Mr. Bush said good jobs begin with education and that Kerry "failed to recognize the changing realities of today's world and the need for reform."

The administration's programs for job retraining and accountability in the nation's schools have drawn strong criticism from the Kerry campaign, which says they are inadequately funded.

The president is taking a calculated risk by focusing on jobs. Though Iowa's unemployment rate is 4.5 percent, well below the national rate of 5.4 percent, the state has lost 28,000 jobs since Mr. Bush took office, with the Cedar Rapids area losing 10,000.

Mr. Bush flew to Iowa on the homestretch of more than a week on the campaign trail that included stops in St. Louis and Tempe, Ariz., for the last two debates. After his Iowa appearance, Mr. Bush was heading to Wisconsin.

The latest polls show the race remains extremely tight. A new poll by the Scripps Survey Research Center shows Kerry with a 50-45 percent lead over Mr. Bush among registered voters. However, Mr. Bush had a slight lead over Kerry among likely voters in the same poll. A Washington Post tracking poll has the race dead even, while a Zogby tracking poll gives Mr. Bush a 4-point lead.

A poll of military members and their families by the National Annenberg Election Survey shows Mr. Bush is more trusted to be commander in chief than Kerry, by a 69-24 margin.

The military sample was far more likely to be Republican than Democratic, which could help explain the more favorable view of the president. Four in 10, 43 percent, of the military sample said they were Republicans, while 19 percent said Democrats and 27 percent independents.

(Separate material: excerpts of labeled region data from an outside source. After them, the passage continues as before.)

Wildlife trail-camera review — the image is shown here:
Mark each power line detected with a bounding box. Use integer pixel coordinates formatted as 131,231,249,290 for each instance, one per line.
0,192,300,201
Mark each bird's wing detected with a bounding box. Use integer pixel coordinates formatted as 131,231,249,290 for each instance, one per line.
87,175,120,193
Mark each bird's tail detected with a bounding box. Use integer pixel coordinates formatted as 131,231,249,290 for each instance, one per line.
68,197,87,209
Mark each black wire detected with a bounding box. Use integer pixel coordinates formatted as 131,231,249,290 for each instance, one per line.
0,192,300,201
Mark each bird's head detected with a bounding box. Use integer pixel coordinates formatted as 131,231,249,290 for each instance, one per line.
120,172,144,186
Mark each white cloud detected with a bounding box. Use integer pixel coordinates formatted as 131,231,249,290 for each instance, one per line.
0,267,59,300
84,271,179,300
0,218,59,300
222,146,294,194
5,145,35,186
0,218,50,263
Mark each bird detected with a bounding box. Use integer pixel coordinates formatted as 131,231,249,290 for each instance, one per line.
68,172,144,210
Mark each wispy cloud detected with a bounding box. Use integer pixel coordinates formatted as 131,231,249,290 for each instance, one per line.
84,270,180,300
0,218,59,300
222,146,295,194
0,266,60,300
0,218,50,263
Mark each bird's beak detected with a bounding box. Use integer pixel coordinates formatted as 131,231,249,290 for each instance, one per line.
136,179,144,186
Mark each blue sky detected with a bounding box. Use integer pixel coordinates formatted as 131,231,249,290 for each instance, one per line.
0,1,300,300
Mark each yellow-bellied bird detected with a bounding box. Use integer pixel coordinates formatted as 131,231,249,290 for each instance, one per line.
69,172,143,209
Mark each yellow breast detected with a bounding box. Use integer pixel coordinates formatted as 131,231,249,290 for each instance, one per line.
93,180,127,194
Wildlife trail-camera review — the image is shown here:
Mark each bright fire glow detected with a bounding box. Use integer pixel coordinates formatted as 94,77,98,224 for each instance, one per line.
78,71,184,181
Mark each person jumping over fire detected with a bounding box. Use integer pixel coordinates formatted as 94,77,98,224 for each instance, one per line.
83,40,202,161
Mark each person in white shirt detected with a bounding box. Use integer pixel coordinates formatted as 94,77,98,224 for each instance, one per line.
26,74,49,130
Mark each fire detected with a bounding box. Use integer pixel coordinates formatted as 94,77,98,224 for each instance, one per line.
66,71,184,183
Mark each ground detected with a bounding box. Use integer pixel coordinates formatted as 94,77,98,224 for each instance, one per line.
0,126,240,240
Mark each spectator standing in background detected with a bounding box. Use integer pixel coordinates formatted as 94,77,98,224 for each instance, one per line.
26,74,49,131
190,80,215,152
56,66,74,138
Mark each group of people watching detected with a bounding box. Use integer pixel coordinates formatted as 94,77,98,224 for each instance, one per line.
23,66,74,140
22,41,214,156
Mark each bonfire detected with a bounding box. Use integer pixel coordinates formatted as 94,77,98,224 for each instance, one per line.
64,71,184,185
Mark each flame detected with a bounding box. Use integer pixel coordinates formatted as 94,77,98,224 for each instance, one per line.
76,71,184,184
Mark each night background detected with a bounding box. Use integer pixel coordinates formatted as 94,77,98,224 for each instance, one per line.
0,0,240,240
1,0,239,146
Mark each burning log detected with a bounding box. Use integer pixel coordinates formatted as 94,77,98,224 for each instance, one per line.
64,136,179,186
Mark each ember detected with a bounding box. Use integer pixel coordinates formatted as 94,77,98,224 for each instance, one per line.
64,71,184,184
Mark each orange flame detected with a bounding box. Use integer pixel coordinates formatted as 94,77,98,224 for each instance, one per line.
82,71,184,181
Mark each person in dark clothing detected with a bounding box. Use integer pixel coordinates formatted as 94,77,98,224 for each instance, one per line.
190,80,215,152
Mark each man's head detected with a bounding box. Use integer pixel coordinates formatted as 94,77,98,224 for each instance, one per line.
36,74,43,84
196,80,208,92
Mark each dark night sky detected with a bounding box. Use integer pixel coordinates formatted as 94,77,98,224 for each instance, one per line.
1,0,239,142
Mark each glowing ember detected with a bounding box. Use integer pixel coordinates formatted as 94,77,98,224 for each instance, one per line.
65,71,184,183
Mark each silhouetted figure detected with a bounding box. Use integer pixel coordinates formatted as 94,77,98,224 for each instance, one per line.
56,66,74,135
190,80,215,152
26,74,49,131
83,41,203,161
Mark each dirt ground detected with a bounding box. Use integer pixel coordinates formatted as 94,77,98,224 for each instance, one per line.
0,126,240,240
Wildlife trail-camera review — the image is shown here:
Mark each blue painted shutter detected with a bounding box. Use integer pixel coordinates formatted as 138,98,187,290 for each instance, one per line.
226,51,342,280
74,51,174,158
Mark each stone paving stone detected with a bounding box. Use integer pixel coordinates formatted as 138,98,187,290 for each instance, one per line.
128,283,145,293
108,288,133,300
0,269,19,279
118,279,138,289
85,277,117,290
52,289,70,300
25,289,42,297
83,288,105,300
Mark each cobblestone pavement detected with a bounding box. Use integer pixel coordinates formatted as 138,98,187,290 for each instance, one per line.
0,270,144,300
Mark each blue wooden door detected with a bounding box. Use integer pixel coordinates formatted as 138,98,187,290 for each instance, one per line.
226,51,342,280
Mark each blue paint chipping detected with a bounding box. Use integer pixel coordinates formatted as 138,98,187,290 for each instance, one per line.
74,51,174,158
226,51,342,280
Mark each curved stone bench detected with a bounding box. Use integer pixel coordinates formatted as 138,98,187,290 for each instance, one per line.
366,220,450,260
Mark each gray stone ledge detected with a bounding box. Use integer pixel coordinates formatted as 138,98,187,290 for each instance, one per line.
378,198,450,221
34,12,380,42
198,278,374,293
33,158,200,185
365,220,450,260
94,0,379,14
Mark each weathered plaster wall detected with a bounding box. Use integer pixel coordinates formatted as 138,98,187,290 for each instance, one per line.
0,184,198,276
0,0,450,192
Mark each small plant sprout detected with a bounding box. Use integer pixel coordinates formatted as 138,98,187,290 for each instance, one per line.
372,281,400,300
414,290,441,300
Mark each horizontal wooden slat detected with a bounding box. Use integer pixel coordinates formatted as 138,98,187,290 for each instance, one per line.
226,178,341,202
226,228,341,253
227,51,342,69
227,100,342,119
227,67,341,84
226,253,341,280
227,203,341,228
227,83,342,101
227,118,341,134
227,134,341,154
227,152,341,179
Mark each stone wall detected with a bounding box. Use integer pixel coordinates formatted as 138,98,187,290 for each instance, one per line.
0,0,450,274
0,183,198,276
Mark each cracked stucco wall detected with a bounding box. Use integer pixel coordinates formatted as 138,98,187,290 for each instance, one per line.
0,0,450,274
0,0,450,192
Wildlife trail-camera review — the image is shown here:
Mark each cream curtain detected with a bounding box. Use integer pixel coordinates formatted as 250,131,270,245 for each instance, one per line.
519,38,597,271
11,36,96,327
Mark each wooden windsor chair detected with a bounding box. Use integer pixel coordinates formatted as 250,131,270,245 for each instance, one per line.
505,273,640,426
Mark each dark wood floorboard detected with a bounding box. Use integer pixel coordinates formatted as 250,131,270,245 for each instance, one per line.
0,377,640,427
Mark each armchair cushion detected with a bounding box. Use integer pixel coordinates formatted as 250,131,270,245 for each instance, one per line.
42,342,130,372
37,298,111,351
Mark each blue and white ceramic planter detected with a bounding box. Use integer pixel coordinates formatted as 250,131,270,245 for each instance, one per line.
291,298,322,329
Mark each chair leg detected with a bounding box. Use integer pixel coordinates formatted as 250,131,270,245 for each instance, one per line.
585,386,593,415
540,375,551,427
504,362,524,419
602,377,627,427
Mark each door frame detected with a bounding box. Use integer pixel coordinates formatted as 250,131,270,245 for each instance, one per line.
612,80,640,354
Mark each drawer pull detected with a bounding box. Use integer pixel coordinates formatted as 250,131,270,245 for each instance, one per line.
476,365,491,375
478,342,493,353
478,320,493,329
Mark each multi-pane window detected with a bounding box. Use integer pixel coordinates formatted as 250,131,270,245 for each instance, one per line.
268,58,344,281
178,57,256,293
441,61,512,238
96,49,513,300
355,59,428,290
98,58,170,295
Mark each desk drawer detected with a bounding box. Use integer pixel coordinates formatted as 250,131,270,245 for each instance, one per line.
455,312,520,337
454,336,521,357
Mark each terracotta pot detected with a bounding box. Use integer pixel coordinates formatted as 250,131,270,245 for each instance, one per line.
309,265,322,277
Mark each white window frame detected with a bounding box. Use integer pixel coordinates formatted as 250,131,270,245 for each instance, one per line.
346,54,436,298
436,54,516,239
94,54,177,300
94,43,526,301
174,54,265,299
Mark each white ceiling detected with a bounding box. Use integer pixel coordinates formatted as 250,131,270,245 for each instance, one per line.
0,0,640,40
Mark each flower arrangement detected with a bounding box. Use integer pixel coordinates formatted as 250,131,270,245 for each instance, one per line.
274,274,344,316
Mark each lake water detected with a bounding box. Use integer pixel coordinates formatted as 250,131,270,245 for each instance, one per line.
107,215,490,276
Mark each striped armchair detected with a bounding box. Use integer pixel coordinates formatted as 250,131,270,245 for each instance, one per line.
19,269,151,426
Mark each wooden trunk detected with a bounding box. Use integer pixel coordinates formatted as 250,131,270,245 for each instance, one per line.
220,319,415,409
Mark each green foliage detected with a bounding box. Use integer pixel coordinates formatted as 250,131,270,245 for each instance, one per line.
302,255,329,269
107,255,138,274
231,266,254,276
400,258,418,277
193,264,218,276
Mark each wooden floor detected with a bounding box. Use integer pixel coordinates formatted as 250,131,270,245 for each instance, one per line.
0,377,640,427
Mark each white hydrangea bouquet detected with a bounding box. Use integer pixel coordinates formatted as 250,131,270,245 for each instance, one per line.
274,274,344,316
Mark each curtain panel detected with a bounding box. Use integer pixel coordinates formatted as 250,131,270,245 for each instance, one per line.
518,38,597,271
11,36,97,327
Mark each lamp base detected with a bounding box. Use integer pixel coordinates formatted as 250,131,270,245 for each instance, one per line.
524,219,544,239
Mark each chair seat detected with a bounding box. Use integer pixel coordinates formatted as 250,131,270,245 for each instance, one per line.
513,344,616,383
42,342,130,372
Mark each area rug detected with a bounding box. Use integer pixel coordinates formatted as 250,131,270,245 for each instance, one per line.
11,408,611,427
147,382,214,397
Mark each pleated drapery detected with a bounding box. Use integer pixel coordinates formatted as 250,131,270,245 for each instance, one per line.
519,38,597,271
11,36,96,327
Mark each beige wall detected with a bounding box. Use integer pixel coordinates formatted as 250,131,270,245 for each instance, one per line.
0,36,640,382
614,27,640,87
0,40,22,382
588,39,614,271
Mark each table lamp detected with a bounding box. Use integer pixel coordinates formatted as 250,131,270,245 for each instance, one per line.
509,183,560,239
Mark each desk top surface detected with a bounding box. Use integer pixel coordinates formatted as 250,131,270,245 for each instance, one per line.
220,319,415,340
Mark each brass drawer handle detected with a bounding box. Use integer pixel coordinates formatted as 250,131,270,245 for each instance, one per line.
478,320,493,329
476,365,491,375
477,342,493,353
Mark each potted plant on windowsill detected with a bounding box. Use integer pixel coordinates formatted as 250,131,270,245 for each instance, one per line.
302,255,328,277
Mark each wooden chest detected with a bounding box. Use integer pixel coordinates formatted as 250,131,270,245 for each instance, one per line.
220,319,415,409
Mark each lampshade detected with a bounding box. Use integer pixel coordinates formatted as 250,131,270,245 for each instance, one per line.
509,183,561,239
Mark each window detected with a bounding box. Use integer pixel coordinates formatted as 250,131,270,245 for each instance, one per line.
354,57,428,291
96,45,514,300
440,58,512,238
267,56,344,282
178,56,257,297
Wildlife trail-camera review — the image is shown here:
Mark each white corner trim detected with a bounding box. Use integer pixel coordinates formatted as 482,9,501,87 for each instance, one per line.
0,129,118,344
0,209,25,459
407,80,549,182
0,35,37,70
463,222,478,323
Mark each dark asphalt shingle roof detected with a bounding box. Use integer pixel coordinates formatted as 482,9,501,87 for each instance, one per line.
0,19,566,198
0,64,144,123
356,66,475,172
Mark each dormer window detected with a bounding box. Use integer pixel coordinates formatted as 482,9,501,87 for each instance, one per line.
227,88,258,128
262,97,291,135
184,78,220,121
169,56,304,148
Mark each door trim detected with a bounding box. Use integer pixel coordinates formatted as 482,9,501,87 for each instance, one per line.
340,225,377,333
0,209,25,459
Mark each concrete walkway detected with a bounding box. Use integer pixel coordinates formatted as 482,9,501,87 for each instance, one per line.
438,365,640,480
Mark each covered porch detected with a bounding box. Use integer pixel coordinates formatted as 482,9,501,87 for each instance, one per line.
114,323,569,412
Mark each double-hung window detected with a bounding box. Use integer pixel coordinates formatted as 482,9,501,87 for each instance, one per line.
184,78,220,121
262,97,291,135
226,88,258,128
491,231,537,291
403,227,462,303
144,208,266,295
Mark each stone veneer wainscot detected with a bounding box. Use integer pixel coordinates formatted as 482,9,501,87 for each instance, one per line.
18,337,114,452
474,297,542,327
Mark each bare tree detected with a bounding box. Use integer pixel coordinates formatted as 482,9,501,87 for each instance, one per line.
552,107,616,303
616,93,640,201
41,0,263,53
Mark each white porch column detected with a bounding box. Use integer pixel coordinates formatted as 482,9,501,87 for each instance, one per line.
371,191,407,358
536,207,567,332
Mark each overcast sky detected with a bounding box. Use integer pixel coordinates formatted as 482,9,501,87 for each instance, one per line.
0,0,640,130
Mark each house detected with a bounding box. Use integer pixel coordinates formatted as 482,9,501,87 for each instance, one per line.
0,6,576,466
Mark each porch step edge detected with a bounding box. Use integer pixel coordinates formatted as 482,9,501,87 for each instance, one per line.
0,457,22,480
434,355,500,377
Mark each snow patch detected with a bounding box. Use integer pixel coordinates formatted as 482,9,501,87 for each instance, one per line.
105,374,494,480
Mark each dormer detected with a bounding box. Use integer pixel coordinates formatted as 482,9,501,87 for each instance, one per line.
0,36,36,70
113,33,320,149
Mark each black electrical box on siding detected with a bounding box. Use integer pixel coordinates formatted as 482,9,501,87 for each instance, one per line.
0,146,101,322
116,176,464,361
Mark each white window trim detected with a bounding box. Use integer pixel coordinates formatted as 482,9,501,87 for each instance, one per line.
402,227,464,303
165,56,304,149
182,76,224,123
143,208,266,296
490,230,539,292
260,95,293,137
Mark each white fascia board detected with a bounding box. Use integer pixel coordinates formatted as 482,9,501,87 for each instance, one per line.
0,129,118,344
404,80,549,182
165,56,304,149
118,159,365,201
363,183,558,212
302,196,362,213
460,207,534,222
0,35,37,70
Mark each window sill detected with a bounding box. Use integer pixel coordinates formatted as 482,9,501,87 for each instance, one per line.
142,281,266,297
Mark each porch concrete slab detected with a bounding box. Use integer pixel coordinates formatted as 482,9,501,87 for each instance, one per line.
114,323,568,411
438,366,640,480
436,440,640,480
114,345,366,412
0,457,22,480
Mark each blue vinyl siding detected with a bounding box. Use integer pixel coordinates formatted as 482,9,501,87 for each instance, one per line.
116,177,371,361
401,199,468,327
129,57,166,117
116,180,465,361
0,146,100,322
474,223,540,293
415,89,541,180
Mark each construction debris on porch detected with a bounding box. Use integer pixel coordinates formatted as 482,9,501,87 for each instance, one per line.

Those in the military and their families have a more favorable view of the president than Americans generally, and they take a more optimistic view about Iraq, the economy and the nation's direction.


99.9% of those too stupid to use a punch card ballot plan to vote for Kerry

Link Posted: 10/16/2004 11:09:36 AM EDT
[#1]
Link Posted: 10/16/2004 12:53:14 PM EDT
[#2]
Well...I see a WHOLE LOT more pro Bush bumper stickers on cars in my town than I see pro Kerry stickers.

But, on a side note...
When I do see a pro Kerry sticker, I always try to drive up next to them, to see what kind of person they look like.
They usually DO look like someone too stupid to use a punch card ballot.
Link Posted: 10/16/2004 4:04:41 PM EDT
[#3]

Quoted:
Well...I see a WHOLE LOT more pro Bush bumper stickers on cars in my town than I see pro Kerry stickers.




Well that's a scientific poll.  Bush has a solid lead amoung those more likely to own cars, and willingly put sticky glue on their cars.
Link Posted: 10/16/2004 4:08:09 PM EDT
[#4]
Mr. Bush is not his title.  
Link Posted: 10/16/2004 4:23:27 PM EDT
[#5]
Link Posted: 10/16/2004 4:35:11 PM EDT
[#6]
The biased liberal left-leaning ax-grinding news media is trying to help out Kerry, with some better numbers. The L.A. Times was saying that ex-Gov Grey Davis was leading in the polls until they declared Ahnold the winner.